Spectacle adapté et mis en scène par Christine Farré, avec Ivana Coppola, Enrico Di Giovanni, Pierre Carrive, Claude-Bernard Perot et Bernard Montini. .
"Camille Claudel 1864-1943" : un titre dépouillé, objectif, claquant comme une épitaphe anonyme, une vie résumée à sa plus simple expression pour une artiste fascinante au destin bouleversant qui, de l’atelier à l’asile, est un personnage tragique par excellence dont la victimisation est devenue symbolique.
Christine Farré a fait un remarquable travail en écartant aussi bien la reconstitution que la fiction. Elle a eu l’intelligence de ne pas dresser de réquisitoire ni de plaidoyer, de ne faire ni une biographie illustrée ni une fresque didactique.
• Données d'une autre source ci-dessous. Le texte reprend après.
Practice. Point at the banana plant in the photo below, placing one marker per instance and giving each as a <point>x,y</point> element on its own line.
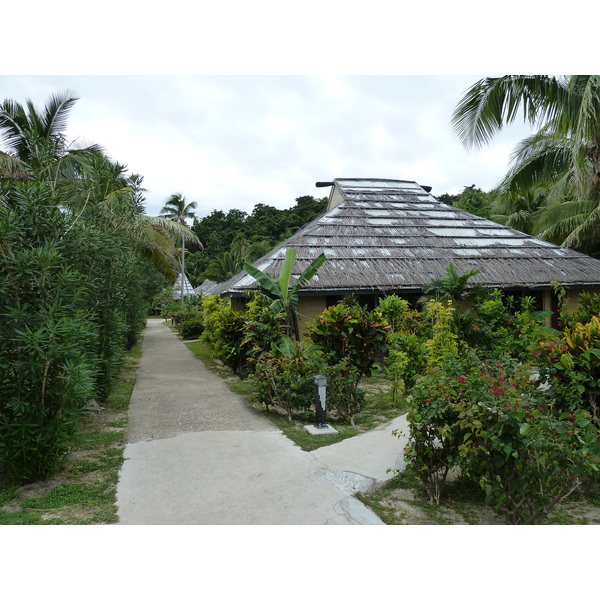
<point>285,299</point>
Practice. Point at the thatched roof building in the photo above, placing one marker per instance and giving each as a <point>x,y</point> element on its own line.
<point>384,236</point>
<point>188,289</point>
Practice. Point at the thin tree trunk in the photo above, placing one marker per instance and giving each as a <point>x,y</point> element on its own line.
<point>182,272</point>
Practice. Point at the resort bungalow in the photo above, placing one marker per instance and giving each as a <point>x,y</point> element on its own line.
<point>387,236</point>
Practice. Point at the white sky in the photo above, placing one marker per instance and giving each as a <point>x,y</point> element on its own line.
<point>236,103</point>
<point>234,141</point>
<point>244,103</point>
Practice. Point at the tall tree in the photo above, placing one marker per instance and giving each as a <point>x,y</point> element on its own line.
<point>35,140</point>
<point>179,210</point>
<point>563,156</point>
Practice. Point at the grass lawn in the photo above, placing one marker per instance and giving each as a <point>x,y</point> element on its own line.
<point>84,493</point>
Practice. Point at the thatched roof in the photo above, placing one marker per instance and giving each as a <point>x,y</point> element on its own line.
<point>188,289</point>
<point>384,236</point>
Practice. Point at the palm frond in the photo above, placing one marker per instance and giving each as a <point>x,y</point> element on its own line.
<point>493,102</point>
Elle essaye, au termes de ce qu’elle nomme ses "errances" de recoller les morceaux d’un puzzle, d’un portrait éclaté de la femme et de l’artiste à partir des correspondances de celle-ci mais également des témoignages et des écrits contemporains des critiques qui l’ont soutenue comme Octave Mirbeau, Matthias Morhardt, Henry Asselin, et bien évidemment Auguste Rodin l’amant et le mentor, et son frère Paul Claudel, l’académicien, celui qui devait être le seul génie de la famille, comme si chacun détenait une parcelle de vérité.
Christine Farré a également assuré la mise en scène de cette pièce en clairs-obscurs magnifiques comme les clairs-obscurs de l’âme de Camille Claudel, explorant toutes les pistes.
Femme libre, même recluse quand elle refuse de sculpter, son seul espace de liberté alors que tout lui était refusé, suicidée de la société (comme elle le dit elle-même "…l’exploitation de la femme, l’écrasement de l’artiste à qui l’on veut faire suer jusqu’au sang"), placée en situation psychologique d’échec la conduisant à la névrose ou renoncements successifs l'entraînant à susbstituer le délire à son activité artistique, où est la vérité ?
Dans le rôle de Camille Claudel, Ivana Coppola est tout à fait stupéfiante et déroutante. Elle réalise un magnifique travail d'incarnation avec une telle émotion et une telle intensité que l’on voit son corps et son visage se métamorphoser au fil des scènes, du temps qui passe et de la raison qui vacille.
La jeune femme sensuelle et débordante de vitalité créatrice devient une femme solitaire à qui l’on reproche “…crime épouvantable, c’est d’avoir vécu toute seule parmi mes chats et d’avoir la manie de la persécution" puis cette internée implorant le secours et la clémence des siens avec des mots d'enfant.